Her family moved back to Israel, but she returned to the States for a Masters of Music degree from the New England Conservatory. Clearly a believer that “rests” should be limited to her violin parts, she augmented her studies by co-founding the self-conducted Chamber Orchestra A Far Cry. Although she surrendered membership when she joined the IPO in 2012, she joins them when she can, most recently in a May 26 concert with members of the Silk Road Ensemble.
In addition to five seasons globetrotting with the IPO, Cohen has been a member of Daniel Barenboim‘s West Eastern Divan Orchestra since she was 20, and, having played with members of the Qatar Symphony, Tehran Symphony and others, expects to recognize other Concert for Unity musicians.
Gilbert has said he wants “Concert for Unity” to continue after he retires his Philharmonic baton, and having Cohen in the string section is a good omen. Her prescience in identifying an instrument of expression at such a young age suggests one born with an old soul, and whether it is with her music, an orchestra, her friends and family, herself or AFIPO members, she likes relationships to last.
“I really love the fact that the violin sound has infinite duration,” she once told a reporter. “The Italian word is sostenuto: You can make the sound seem endless, like something unnatural.”
“I always feel very curious about the people who – a propos of sostenuto – sustain my life as a musician,” she said. “When I meet them after a concert or at an event, the personal connection becomes like a commitment to each other.

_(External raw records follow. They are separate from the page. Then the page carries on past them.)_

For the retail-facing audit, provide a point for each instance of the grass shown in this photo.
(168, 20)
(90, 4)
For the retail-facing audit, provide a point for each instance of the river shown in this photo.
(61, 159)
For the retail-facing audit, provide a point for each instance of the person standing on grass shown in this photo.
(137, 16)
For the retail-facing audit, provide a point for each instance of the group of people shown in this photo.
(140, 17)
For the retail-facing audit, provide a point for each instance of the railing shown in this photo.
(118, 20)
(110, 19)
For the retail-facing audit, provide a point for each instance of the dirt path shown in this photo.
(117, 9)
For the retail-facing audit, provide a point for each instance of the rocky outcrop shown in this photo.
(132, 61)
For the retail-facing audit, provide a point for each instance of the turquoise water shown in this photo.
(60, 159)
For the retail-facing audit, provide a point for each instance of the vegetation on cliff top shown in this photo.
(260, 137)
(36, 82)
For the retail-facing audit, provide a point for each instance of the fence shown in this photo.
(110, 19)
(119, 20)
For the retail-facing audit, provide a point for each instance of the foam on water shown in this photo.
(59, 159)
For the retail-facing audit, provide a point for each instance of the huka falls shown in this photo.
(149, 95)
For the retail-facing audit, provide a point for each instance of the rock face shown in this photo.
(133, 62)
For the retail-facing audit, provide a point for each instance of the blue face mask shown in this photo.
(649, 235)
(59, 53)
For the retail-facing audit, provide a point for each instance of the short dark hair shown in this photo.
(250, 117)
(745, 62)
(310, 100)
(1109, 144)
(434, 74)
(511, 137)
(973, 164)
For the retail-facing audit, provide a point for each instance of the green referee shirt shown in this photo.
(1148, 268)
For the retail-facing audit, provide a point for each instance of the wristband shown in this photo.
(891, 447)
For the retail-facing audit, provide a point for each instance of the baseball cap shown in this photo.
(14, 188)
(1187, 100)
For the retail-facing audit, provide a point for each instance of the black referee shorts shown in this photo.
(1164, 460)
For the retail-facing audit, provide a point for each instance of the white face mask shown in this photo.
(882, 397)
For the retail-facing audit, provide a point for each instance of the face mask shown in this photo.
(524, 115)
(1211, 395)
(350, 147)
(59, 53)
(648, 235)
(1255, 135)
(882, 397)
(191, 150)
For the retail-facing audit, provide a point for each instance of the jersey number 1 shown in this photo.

“And it goes both ways,” she continued. “Musicians must hold to their aspirations. I’m realizing more and more, and on deeper levels, about the connection between myself as a person and myself as violinist. At the core of being a performing artist you need to be very honest with yourself, and by knowing yourself you know what you’re trying to project. I often think that if I am the most honest to myself, then others will connect more deeply with the music I create.”
The launch of Gilbert’s international bridge-building effort immediately precedes Cohen’s most significant connection. In July she marries her boyfriend, an IT professional, and the sound that has been her lifelong love can also serve as a metaphor.
“I never gave much thought to exactly why I loved the sound of the violin,” she said. “But I do think kids, actually, at a very young age can just love something, deeply. And usually if they follow what they love, they’ll continue loving it.
“Certainly one thing that attracted me to the violin was that bowing permits the sound to be continuous. There’s something very … eternal about it,” she said finally. “The sound of a violin does not end when there is no more breath.”